Elections head says ballots handled illegally in 9th congressional district

Testimony started Monday in Raleigh in a hearing revolving around North Carolina's 9th Congressional District, and what decision the State Board of Elections will have to make regarding the 2018 race between Republican Mark Harris and Democrat Dan McCready.

The race, which was in November 2018, ultimately ended with Harris leading McCready by a 905-vote margin. However, allegations of election fraud, centering around one of the district's counties, Bladen County, and the resulting investigation, have kept the election from being certified.

State elections officials revealed some results of their investigation during Monday's hearing.  

Officials said there was a "coordinated...substantiated and unlawful effort in Bladen and Robeson counties", and that Harris campaign aide McCrae Dowless conducted an operation that was "a violation of the law", and--among other allegations, directed workers to falsify witness on absentee ballots.

Perhaps the day's biggest concentration and testimony centered on Lisa Britt, who worked for Dowless.  Britt is also Dowless's former step-daughter.

Britt testified under oath that she collected a number of unsealed ballots, signed for ballots she was not witness to, and even signed her mother's name as witness to ballots.

It’s illegal in North Carolina for anyone other than a guardian or close family member to handle a voter’s ballot.

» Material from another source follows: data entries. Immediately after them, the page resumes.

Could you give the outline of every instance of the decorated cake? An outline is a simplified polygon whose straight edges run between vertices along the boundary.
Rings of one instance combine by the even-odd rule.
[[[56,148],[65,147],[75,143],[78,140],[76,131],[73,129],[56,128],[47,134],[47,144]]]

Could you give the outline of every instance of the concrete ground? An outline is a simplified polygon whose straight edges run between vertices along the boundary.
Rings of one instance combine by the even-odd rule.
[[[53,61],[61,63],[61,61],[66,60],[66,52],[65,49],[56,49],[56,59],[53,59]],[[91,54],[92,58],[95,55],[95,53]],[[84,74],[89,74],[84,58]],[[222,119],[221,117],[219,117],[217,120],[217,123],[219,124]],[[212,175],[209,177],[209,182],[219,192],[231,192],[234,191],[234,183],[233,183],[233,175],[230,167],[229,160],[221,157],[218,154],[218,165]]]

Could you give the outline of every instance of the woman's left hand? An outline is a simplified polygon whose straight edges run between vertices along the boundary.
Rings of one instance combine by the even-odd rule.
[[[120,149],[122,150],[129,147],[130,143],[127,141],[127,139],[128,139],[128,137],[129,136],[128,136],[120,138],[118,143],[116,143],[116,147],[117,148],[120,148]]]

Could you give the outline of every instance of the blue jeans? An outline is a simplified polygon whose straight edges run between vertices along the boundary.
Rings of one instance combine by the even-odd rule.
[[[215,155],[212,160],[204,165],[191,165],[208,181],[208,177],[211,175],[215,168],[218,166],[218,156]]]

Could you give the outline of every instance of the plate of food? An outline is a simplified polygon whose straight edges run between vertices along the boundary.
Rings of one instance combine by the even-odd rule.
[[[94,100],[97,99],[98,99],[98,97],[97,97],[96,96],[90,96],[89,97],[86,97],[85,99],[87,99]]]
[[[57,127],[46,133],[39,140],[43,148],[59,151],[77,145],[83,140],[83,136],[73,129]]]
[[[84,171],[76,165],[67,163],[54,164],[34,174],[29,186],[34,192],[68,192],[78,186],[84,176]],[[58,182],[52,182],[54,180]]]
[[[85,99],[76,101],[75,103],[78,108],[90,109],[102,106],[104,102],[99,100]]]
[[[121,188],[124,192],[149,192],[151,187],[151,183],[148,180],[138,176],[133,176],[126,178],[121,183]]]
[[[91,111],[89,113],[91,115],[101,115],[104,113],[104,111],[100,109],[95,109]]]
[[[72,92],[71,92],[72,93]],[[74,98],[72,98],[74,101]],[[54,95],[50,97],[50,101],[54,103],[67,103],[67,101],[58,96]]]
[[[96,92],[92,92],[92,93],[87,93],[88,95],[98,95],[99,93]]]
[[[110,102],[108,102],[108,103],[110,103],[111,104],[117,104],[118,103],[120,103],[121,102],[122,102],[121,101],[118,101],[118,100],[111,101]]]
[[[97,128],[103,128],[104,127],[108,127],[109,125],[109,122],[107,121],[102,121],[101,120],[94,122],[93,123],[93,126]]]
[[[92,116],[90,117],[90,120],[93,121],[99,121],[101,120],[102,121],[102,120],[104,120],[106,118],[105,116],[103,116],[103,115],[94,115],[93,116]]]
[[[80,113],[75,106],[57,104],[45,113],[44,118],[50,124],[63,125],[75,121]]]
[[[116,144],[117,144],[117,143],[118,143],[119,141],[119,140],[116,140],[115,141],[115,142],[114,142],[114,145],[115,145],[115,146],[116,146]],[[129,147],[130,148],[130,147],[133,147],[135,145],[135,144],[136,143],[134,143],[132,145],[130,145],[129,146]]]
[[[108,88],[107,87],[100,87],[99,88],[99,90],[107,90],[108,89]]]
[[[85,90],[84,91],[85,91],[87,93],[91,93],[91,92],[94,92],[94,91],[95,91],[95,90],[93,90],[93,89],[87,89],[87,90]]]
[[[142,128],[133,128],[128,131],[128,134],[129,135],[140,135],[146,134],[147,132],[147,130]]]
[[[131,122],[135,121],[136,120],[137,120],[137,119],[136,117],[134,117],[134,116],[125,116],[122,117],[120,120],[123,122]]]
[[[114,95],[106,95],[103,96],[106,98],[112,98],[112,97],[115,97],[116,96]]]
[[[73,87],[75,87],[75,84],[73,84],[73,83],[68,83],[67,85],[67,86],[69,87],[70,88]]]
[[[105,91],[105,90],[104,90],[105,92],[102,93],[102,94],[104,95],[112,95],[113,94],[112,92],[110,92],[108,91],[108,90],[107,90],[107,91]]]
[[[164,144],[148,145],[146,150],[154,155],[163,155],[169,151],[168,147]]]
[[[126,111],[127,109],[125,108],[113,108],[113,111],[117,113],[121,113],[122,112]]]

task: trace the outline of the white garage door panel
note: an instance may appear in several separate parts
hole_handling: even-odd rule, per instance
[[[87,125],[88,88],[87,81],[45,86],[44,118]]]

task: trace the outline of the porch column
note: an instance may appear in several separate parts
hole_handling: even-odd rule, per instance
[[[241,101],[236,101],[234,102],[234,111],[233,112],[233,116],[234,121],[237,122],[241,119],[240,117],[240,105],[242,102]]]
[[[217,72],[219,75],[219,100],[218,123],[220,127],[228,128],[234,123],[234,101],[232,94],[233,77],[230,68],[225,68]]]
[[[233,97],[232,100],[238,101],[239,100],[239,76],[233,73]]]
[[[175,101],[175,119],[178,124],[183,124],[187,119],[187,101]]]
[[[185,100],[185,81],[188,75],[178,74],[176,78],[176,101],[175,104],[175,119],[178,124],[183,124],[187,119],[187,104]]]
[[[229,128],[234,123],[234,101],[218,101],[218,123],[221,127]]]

Britt also testified that Dowless told her, and the group working on the District 9 campaign, "as long as we stick together, we'll be fine because they don't have anything on us." She added she was instructed to not admit to collecting ballots and to exercise her Fifth Amendment rights.

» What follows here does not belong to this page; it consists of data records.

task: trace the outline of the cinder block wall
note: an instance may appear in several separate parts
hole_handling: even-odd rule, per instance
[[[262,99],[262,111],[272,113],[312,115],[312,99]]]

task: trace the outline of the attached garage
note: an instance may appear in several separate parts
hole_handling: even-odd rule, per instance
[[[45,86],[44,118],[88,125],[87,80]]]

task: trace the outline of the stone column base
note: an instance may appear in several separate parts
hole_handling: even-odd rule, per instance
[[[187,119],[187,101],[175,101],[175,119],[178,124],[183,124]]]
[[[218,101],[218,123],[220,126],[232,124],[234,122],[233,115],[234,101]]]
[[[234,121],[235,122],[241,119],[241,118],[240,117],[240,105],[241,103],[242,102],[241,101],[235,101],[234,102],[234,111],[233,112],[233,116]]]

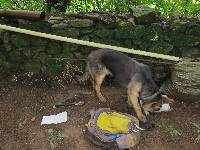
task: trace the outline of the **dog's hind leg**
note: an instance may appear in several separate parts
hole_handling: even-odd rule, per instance
[[[132,79],[132,81],[128,85],[128,97],[133,105],[133,108],[137,114],[137,117],[142,122],[147,122],[146,116],[142,113],[141,106],[138,102],[139,93],[142,89],[142,83],[138,81],[136,78]]]
[[[106,102],[106,98],[101,93],[101,85],[103,80],[105,79],[106,75],[109,75],[110,71],[103,67],[100,71],[95,72],[92,75],[92,84],[96,91],[97,97],[101,102]]]

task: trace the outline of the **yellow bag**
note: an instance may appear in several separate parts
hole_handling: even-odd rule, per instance
[[[117,112],[103,112],[99,115],[97,126],[112,134],[128,133],[131,120]]]
[[[90,114],[86,126],[88,138],[95,145],[126,149],[139,144],[141,129],[136,117],[109,108],[92,110]]]

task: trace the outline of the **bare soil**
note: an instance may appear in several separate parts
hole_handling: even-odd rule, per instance
[[[54,108],[58,94],[86,93],[79,97],[83,106]],[[88,112],[92,108],[110,107],[127,112],[126,91],[119,87],[104,86],[103,93],[109,99],[99,103],[89,86],[69,85],[47,88],[23,84],[0,84],[0,150],[50,150],[52,146],[49,129],[59,131],[63,138],[54,142],[55,150],[98,150],[83,132]],[[174,110],[149,116],[157,127],[142,133],[141,150],[199,150],[197,128],[200,124],[200,105],[176,101]],[[68,112],[68,121],[57,125],[42,125],[44,115]],[[168,127],[171,126],[169,129]],[[178,134],[176,134],[177,132]],[[175,133],[174,133],[175,132]]]

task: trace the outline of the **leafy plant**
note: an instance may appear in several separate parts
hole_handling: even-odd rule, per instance
[[[127,13],[130,7],[137,5],[147,5],[155,8],[166,17],[171,14],[178,14],[200,18],[199,0],[71,0],[66,12],[104,11]],[[46,0],[1,0],[0,2],[0,8],[41,11],[46,10],[46,7]]]

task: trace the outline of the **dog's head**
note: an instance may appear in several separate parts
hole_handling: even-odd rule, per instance
[[[142,100],[142,106],[145,112],[160,112],[163,109],[163,104],[167,104],[167,109],[170,109],[170,104],[173,104],[174,100],[166,95],[157,92],[151,96],[145,97]],[[164,110],[169,111],[169,110]]]

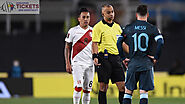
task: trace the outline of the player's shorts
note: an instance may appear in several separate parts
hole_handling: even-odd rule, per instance
[[[82,87],[83,90],[91,91],[94,79],[94,66],[75,63],[72,65],[72,70],[74,88]]]
[[[153,68],[145,71],[126,71],[125,86],[127,89],[133,91],[137,89],[137,82],[139,81],[140,90],[154,89],[154,72]]]
[[[105,59],[103,53],[100,53],[98,61],[101,63],[97,68],[98,82],[108,84],[109,79],[111,79],[112,83],[125,80],[120,56],[109,54],[108,59]]]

Testimony from Britt continued most of the morning and into the afternoon, and included questioning from attorneys for both McCready and Harris. Thirty-five witnesses total have been subpoenaed to be called, and the hearing is set to last two to three days.

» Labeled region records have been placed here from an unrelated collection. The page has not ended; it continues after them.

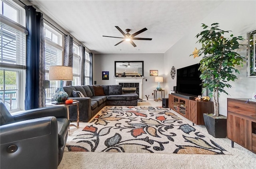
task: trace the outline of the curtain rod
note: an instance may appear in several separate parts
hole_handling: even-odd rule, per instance
[[[64,33],[63,31],[61,31],[59,29],[58,29],[57,27],[56,27],[55,26],[54,26],[54,25],[53,25],[53,24],[52,24],[50,22],[49,22],[49,21],[48,21],[48,20],[46,20],[44,18],[44,20],[45,21],[46,21],[46,22],[48,22],[48,23],[49,23],[51,25],[52,25],[52,26],[53,27],[54,27],[55,28],[57,29],[58,29],[59,31],[60,31],[61,33],[63,33],[64,35],[66,35],[66,36],[67,35],[66,35],[66,33]]]
[[[20,3],[21,3],[23,5],[25,5],[27,7],[28,7],[28,9],[30,9],[30,8],[29,7],[29,6],[28,6],[27,5],[26,5],[26,4],[24,4],[22,1],[20,0],[18,0]]]
[[[64,33],[63,31],[61,31],[59,29],[58,29],[57,28],[56,28],[55,26],[54,26],[54,25],[53,25],[53,24],[52,24],[49,21],[48,21],[48,20],[46,20],[44,18],[44,20],[45,20],[47,22],[48,22],[48,23],[49,23],[51,25],[52,25],[52,26],[54,27],[55,28],[56,28],[56,29],[58,29],[59,31],[60,31],[61,33],[63,33],[64,35],[66,35],[66,36],[67,35],[66,33]],[[81,46],[81,45],[78,43],[76,42],[76,41],[74,41],[74,40],[73,40],[73,41],[75,42],[77,44],[78,44],[78,45],[79,45],[79,46]],[[87,51],[87,50],[86,50]],[[89,52],[89,51],[87,51],[87,52]]]
[[[28,9],[30,9],[30,7],[29,6],[27,6],[27,5],[26,5],[26,4],[24,4],[22,1],[21,1],[21,0],[18,0],[18,1],[19,1],[20,3],[21,3],[23,5],[25,5],[28,8]],[[54,27],[55,28],[57,29],[58,29],[59,31],[60,31],[61,33],[63,33],[64,35],[66,35],[66,36],[67,35],[66,33],[64,33],[63,31],[61,31],[59,29],[58,29],[57,27],[56,27],[55,26],[54,26],[54,25],[53,25],[50,22],[49,22],[49,21],[48,21],[48,20],[46,20],[44,18],[43,18],[44,20],[46,21],[46,22],[48,22],[48,23],[49,23],[52,26]],[[76,42],[76,41],[73,40],[73,41],[74,41],[75,43],[76,43],[77,44],[78,44],[79,45],[81,46],[81,45],[80,45],[79,43],[78,43]],[[85,51],[86,51],[87,52],[89,53],[89,51],[87,51],[87,50],[85,49]]]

Dowless and Harris attended Monday’s hearing. McCready did not.

Four of the five members on the elections board — composed of three Democrats and two Republicans — would need to agree a new election is necessary.

If that doesn’t happen, McCready’s lawyers said state officials should send their findings to the Democrat-dominated U.S. House and let it decide whether Harris should be seated — arguing that the U.S. Constitution gives the House authority over the elections and qualifications of its members.

The Associated Press contriuted to this report.